Bagaimana perasaan Callisa nanti saat tau lakilaki yang dicintainya adalah korban dari ayahnya,Deravendra? Apakah hubungan keduanya tetap berlanjut sebagaimana yang Callisa impikan setiap kali bertemu dengannya?
“Kakak tau tidak,Pak Aydan itu suami impianku banget.”
“Haha,awalnya karena Pak Aydan sih tapi selanjutnya aku sendiri yang mau kok kak,belajar agama ternyata seru dan menantang terus banyak informasi yang buat aku tercengang. Islam hebat banget ya kak? Banyak kisah menakjubkannya.”
“Katanya sih gitu kak,Pak Aydan orangnya engga suka istrinya engga berpendidikan dalam artian engga sekolah tinggi juga,bukan kesana alasannya. Pokoknya yang paham bagaimana jadi istri yang seharusnya juga jadi ibu yang baik,bukan berarti jadi pembantu juga. pak Aydan impian banget kan kak? Aku engga bisa bayangin gimana happy-nya pas jadi nikah sama lelaki impian.”
“Huaa Kak Cahya,Pak Aydan hari ini pake kemeja yang kebetulan sama warnanya dengan baju yang aku pake. Namanya jodoh memang gitu ya kak? Selalu ada kebetulannya,hihi.”
Wajah dan suara Callisa terus menerus berdatangan,”Kenapa kamu harus menjadi anaknya Deravendra yang egois dan munafik itu,Callisa?” bisiknya.
“Callisa,apakah nantinya kamu akan merasakan luka yang sering Allah peringati sebagai resiko dari berharap sebelum menikah? Aku rasanya tidak bisa membayangkan bagaimana besarnya luka yang harus kamu rasakan dari dua sisi. Pertama sikap ayahmu dan kedua kekecewaanmu pada takdir. Callisa,tidak bisakah kamu terlahir kembali dan menjadi adikku saja? aku tidak ikhlas membiarkanmu menanggung beban sebanyak itu,” tanpa sadar,Cahya menangis.

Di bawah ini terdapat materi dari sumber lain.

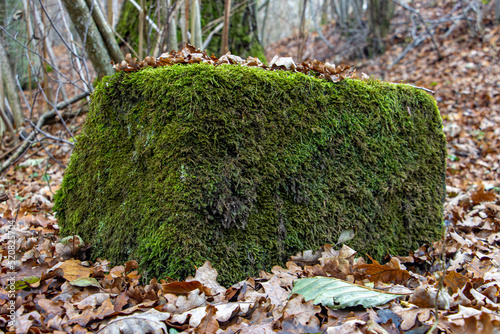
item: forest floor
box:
[0,1,500,334]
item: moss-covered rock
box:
[55,64,446,284]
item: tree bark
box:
[86,0,124,63]
[220,0,231,55]
[63,0,114,79]
[191,0,203,48]
[201,0,266,61]
[495,0,500,24]
[368,0,395,55]
[0,35,23,129]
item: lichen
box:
[55,64,446,284]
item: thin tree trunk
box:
[260,0,271,45]
[0,35,23,129]
[495,0,500,24]
[108,0,115,27]
[33,0,68,100]
[62,0,114,78]
[86,0,124,63]
[179,0,189,42]
[368,0,395,55]
[297,0,307,62]
[191,0,203,48]
[220,0,231,55]
[167,0,178,50]
[139,0,146,61]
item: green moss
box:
[55,64,446,284]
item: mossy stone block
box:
[55,64,446,284]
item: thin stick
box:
[220,0,231,55]
[0,92,90,173]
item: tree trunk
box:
[63,0,114,78]
[368,0,395,56]
[201,0,266,61]
[0,35,23,128]
[115,0,158,56]
[86,0,124,63]
[495,0,500,24]
[191,0,203,48]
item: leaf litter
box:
[0,0,500,333]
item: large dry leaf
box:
[292,277,403,309]
[97,309,170,334]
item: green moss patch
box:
[55,64,446,284]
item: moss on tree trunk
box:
[55,64,446,284]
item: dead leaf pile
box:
[112,43,358,82]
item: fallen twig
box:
[0,92,90,173]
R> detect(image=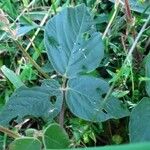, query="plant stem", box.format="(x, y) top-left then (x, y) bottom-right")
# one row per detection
(102, 0), (120, 39)
(59, 78), (67, 127)
(102, 15), (150, 108)
(0, 126), (21, 138)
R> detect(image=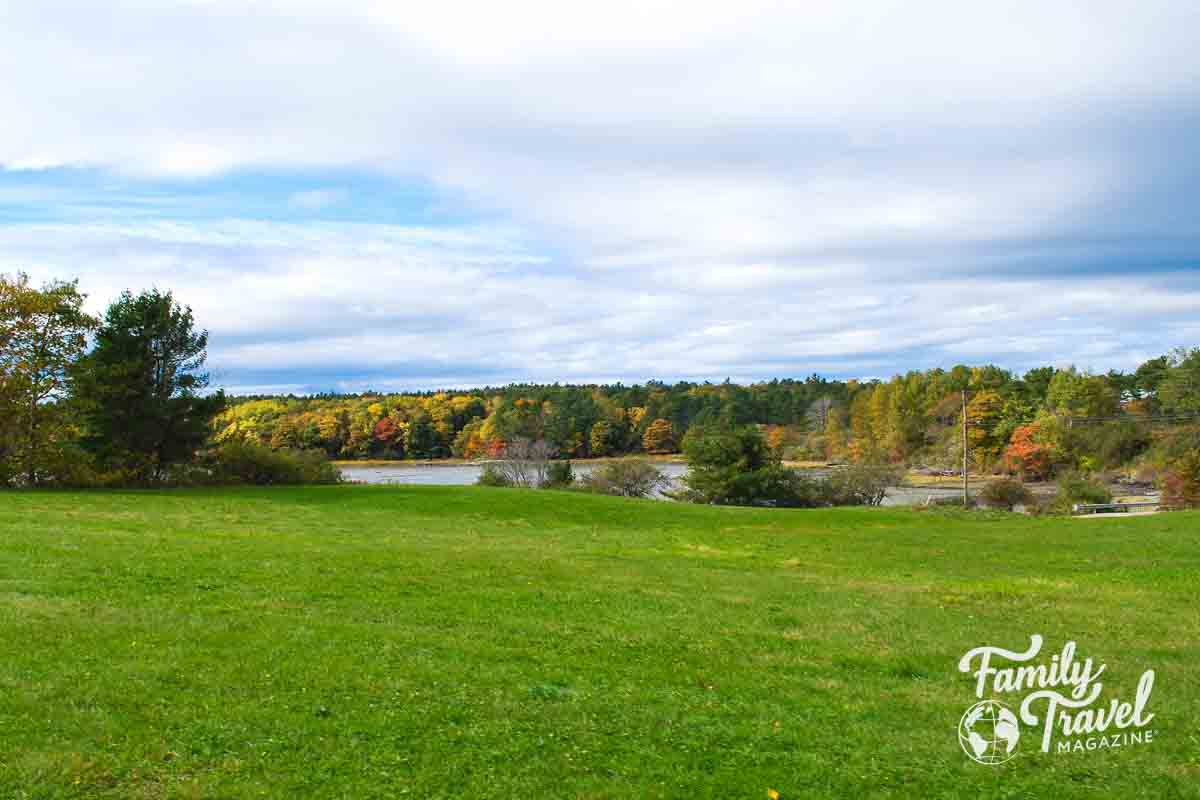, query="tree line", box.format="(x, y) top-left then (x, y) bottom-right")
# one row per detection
(215, 349), (1200, 479)
(0, 275), (1200, 486)
(0, 275), (226, 486)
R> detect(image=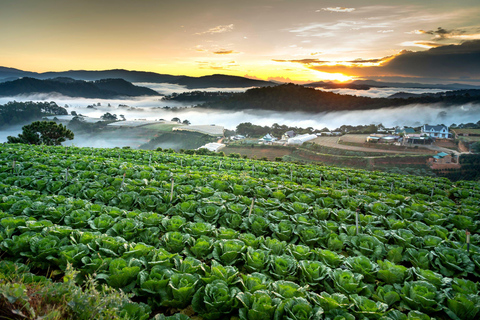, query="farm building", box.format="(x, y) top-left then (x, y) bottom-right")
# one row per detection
(287, 134), (317, 145)
(258, 133), (278, 143)
(422, 124), (449, 139)
(282, 130), (297, 140)
(197, 142), (225, 152)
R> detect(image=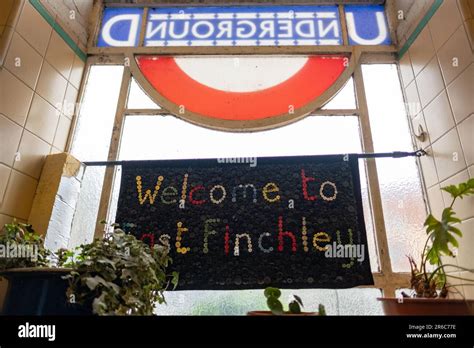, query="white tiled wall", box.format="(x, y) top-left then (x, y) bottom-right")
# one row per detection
(400, 0), (474, 298)
(0, 0), (84, 226)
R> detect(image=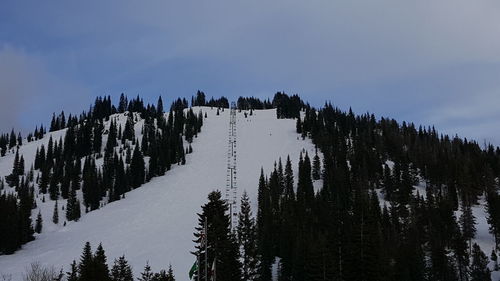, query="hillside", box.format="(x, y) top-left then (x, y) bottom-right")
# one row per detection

Ya,sudah sesayang itu Cahya pada perempuan ceria itu.
“Aku tidak bisa menerima perempuan seceria dirimu harus terluka. Callisa,dunia dewasa dan permasalahan masa lalu yang belum selesai menyebalkan bukan? Kita harusnya menikmati takdir kita malah terjebak pada permasalahan masa lalu orangtua yang belum selesai.”

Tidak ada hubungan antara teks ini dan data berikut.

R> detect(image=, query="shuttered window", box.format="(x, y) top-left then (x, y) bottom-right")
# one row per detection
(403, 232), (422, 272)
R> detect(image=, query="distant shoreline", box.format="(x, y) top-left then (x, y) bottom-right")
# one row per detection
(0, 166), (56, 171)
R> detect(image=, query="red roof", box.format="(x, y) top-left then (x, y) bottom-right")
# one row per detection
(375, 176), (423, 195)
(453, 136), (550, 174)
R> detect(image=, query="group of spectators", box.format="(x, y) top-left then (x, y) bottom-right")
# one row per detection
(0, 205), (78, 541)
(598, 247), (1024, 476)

Taksi yang di tumpanginya terhenti,Cahya segera membayar ongkosnya lalu turun. Sejenak,Cahya berdiri ditempatnya seolah melihat ada Callisa berdiri menunggunya. Sedang melambaikan tangan padanya dengan senyuman cerianya dengan berkata,
“Bertemu lagi Kak Cahya,hai! Haha,aku siap menerima materi dari kak Cahya tercantikku. Hari ini aku habis beli buku baru loh,ceritanya tentang seorang nabi,yang ini engga salah beli lagi. Kak Cahya tau engga,kakakku sampe cengo liat aku bangun pagi,haha.”
“Terus kakak tau engga,Pak Aydan engga balas pesan aku sudah tiga hari lamanya. Jahat kan kak? Padahalkan perempuan secantik aku tidak boleh dianggurin apalagi dibiarin menunggu terlalu lama. Eh,jadi bahas Pak Aydan ganteng. Maaf ya kak,oke! Semangat! Ayo kita belajar kisah nabi yusuf yang ganteng juga hari ini.”

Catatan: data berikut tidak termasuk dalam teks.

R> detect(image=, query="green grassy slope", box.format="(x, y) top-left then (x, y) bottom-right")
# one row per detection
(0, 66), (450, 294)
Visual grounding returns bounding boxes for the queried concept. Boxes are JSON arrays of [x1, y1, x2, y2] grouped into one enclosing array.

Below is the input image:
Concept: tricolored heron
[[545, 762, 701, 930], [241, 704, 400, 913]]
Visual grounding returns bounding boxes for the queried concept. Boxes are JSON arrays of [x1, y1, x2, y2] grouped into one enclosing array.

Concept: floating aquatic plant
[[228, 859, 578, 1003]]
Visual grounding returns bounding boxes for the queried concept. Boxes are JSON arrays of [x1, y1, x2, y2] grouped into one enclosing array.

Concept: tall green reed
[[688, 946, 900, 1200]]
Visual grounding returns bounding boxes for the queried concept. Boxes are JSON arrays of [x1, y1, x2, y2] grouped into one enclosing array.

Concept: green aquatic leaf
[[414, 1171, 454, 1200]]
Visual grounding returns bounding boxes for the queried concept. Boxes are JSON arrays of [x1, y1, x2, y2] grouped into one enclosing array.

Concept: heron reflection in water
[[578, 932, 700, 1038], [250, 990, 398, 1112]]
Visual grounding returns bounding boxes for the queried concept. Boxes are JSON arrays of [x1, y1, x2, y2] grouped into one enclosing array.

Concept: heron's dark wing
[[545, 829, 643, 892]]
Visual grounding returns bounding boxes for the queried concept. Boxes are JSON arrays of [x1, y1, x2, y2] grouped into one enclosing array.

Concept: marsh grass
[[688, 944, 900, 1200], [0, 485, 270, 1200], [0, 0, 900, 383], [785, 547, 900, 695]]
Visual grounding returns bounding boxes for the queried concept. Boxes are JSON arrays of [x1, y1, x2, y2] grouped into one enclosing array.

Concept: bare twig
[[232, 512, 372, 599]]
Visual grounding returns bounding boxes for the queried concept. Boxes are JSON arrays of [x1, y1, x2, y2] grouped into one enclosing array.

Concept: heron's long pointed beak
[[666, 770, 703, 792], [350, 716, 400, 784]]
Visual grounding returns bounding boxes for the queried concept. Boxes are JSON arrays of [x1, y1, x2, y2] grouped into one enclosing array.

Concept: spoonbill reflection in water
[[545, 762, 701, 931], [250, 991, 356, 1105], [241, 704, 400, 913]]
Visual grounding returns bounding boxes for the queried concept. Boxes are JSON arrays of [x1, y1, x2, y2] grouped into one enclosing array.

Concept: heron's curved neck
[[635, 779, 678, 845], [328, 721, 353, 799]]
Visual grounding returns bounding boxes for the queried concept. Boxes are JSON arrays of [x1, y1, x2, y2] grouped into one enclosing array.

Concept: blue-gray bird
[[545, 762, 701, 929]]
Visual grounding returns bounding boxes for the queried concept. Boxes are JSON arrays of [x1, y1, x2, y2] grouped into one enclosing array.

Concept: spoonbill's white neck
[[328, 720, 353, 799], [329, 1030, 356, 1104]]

Cahya dengan tatapan kosongnya masuk kedalam rumahnya,bayangan Callisa seolah terus ikut di belakangnya dengan pertanyaan antusianya.
“Apa Nabi yusuf seganteng itu? Perempuan-perempuan disini ceritanya sampai cengo loh kak,waaah deabak! Pasti ganteng banget. Hebat banget! Jadi pengen ketemu dia,tapi jangan deh.”
“Sumur tempatnya di buang dalem engga kak? Ih saudaranya kok jahat banget,masa buang saudaranya di dalam sumur cuman gara-gara kasih sayang.”
“Widih deabak sekali nabi yusuf ini,malah jadi orang kaya. Saudaranya jadi gengsi kan,rasain.”
Dengan lemah,Cahya mendudukkan dirinya di sofa tempatnya mengajari Callisa seperti biasanya.
“Callisa,apa kamu baik-baik saja nantinya?” lirihnya.